House-Cured Lardo

by Robert Booz

Lardo is the Italian term for cured fatback, and perhaps the best-known variation on the theme. Italian lardo is traditionally aged with herbs and spices in marble vessels. Ukranians make an air-dried version known as Salo, simply salt and fat, that traditionally relied upon the flavor of specific breeds of pigs. Here’s a simple recipe for the home. Feel free to mix up the types of spices and herbs you use, but always use the highest quality fatback.
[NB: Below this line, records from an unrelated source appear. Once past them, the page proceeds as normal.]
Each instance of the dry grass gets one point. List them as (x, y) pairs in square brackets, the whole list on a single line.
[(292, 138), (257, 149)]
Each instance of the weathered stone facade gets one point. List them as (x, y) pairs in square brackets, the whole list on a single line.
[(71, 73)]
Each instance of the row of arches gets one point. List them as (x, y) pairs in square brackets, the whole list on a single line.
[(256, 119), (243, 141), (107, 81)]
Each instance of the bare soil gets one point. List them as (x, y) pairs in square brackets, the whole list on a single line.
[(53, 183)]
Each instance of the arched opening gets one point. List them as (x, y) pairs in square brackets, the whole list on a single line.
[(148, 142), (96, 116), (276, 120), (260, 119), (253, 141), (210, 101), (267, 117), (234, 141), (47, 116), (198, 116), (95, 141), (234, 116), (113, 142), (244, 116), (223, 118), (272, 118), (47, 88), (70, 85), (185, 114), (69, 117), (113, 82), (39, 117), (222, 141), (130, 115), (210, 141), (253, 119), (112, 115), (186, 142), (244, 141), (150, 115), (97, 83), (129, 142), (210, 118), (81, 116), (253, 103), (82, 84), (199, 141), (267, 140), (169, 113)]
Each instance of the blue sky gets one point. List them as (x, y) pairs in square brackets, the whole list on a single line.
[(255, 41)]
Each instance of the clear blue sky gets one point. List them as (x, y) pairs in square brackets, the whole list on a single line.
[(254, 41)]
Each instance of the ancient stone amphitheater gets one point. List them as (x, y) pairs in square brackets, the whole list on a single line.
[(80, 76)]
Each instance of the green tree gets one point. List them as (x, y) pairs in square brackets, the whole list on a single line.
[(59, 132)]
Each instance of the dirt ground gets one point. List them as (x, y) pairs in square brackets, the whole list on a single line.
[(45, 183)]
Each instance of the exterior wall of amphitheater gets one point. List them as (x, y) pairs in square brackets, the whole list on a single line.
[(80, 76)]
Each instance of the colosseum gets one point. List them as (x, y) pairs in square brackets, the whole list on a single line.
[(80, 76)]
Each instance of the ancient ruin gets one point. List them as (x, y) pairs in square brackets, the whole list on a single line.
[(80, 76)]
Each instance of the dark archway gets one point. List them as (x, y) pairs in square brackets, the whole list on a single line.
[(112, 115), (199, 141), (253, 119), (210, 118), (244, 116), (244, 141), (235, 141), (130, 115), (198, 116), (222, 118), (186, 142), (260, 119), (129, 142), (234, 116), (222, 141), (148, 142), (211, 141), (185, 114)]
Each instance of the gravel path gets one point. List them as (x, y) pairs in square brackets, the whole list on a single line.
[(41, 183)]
  • 1/2 pound of kosher salt
  • 4 ounces of cane sugar
  • 1 ounce of pink salt*
  • 15 sprigs of rosemary
  • 6 fresh bay leaves, torn in half
  • 1/4 cup of crushed red pepper
  • 1 rectangular piece of back fat measuring approximately 4-6 inches by 6-8 inches
  • Cheesecloth
  • Butchers' Twine

Mix all of the ingredients but the pork, twine, and cheesecloth together well. Put about half of it into a glass baking dish large enough to hold the backfat. Place in the backfat and then the rest of the salt mixture. Make sure that the backfat is covered well in salt, then place another glass baking dish over it so it presses against the fat, and fill it with about 10 pounds of weight (I like to use canned goods). Let it stand in the fridge for 10 days or so, turning and redistributing the cure twice in this time. Finally remove it from the cure, rinse it well with cold water and dry it. Wrap it in a few layers of cheesecloth and let it hang in a cool (about 60° F), humid (60-70 percent humidity) and dark place, like a cellar for about 20 to 25 days.

*Pink salt, also known as curing salt or Prague salt #1, is the modern stand in for sodium nitrate. You can sometimes get it from your local butcher, or you can order yours online.